Sorun sadece yasa dışı dinleme mi?

Haberin Devamı

Türkiye krizler ülkesi. Bütün dünyayı olduğu gibi ekonomik kriz Türkiye’yi de yakıp kavuruyor.

Türkiye İstatistik Kurumu’nun resmi verilerine göre iş bulma umudunu kaybettiği için istihdam piyasası dışına çıkanlar da dahil edildiğinde kentlerde işsizlik oranı yüzde 20’yi geçiyor. Bu oran genç nüfusta ise yüzde 30’lar civarında. Bu rakamlar, ekonomik krizin üstüne bir de sosyal kriz habercisi.

Fakat bu hayati sorunlar bugün için siyasetin, dahası Türkiye’nin de öncelikli gündem gündem maddesi değil.

Bugün daha heyecanlı kriz konuları var Türkiye’nin. Hem de birden fazla.

Üç hafta önce açılım krizi vardı. PKK’lıların Habur’dan girişi ve DTP öncülüğünde düzenlenen mitinglerin yarattığı gerilim vardı.

Ama bu krizi bir başka kriz gölgeledi. İrticayla Mücadele Belgesi’ndeki ıslak imza tartışmaları, asker gerilimi ön plana çıktı.

O da geçen hafta patlayan dinleme skandalı ile ikinci plana düştü.

İktidar-muhalefet ilişkileri zaten uzun süredir gerilim ötesi bir kavga havasında yürüyor. Devlet kurumları arasında Anayasa’da tarif edilen uyum ve ahenk bir yana, gerilim ötesi bir çatışma durumu hakim.

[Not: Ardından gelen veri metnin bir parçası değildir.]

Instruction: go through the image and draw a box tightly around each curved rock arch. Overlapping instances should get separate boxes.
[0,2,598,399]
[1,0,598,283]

Askerle ilişkiler cunta iddiaları, ıslak imza tartışmalarının estirdiği gerilim rüzgarlarının ağır etkisinde.

Yürütmenin, yargı erki ile de normal, olması gereken bir ilişki düzeni öteden beri yok. Kapatma davası, Ergenekon soruşturmaları, Hakimler Savcılar Yüksek Kurulu toplantılarında yaşananlar nedeniyle bu ilişki zaten arızalıydı. Bunun üstüne gelen dinleme skandalı hükümet-yargı gerginliğini daha da tırmandırmış durumda.

Dinleme skandalının etkisi sadece yürütme-yargı gerginliği ile sınırlı kalmadı. Bu olay, Türkiye’yi demokratikleştirdiği iddiasındaki hükümete yönelik genel kamuoyundan da ciddi tepkiler yükseldi.

Hükümet şimdi bu tepkileri hafifletmek, bozulan imajını tamir edebilmek için yasa değişikliği hazırlığında.

Hazırlık şu: Yasa dışı dinleme yapanlara verilecek cezalar ağırlaştırılacak. Bu tür yasa dışı dinlemelerin bant çözümlerini yayınlayan medyaya daha da ağır cezalar getirilecek.

Buna kimsenin itirazı yok. Ancak acaba yasal dinlemelerdeki usulsüzlük ne olacak?

Çünkü bugün yaşanan krizin sebebi , yasa dışı dinleme değil, yasal olduğu söylenen hukuk dışı dinlemeler...

Gerçi Başbakan Erdoğan bu olaylar üzerine “Beni de yasa dışı biçimde 6 sene dinlemişler” yakınmasını dile getirdi. O da elbette korkunç bir durum. Başbakan’ı bile dinlemeye cüret gösterebilen güç, sıradan insanlara acaba neler yapabilir? Ki bugüne kadar çok örneği oldu...

Ancak bu yasal olduğu iddia edilen hukuksuz dinlemelerin ve bu dinleme kayıtlarının iddianamelerde sayfalarca yer alması, ardından da medyada yayınlanması normal mi, hukuki mi? İddia edilen suçla ve suçlanan şüphelilerle ilgili olanlar tabii ki iddianamede yer alacak. Ama ya ne suçla ne de suçlama ile hiçbir ilgisi olmayan kişilerin konuşmaları? Bu tür örneklerin de sayısı az değil...

O nedenle sorun sadece yasa dışı dinlemelerle sınırlı değil. Belki ondan bile daha fazla ve daha acil olarak yasal dinlemelerin çerçevesini netleştirmek önem taşıyor.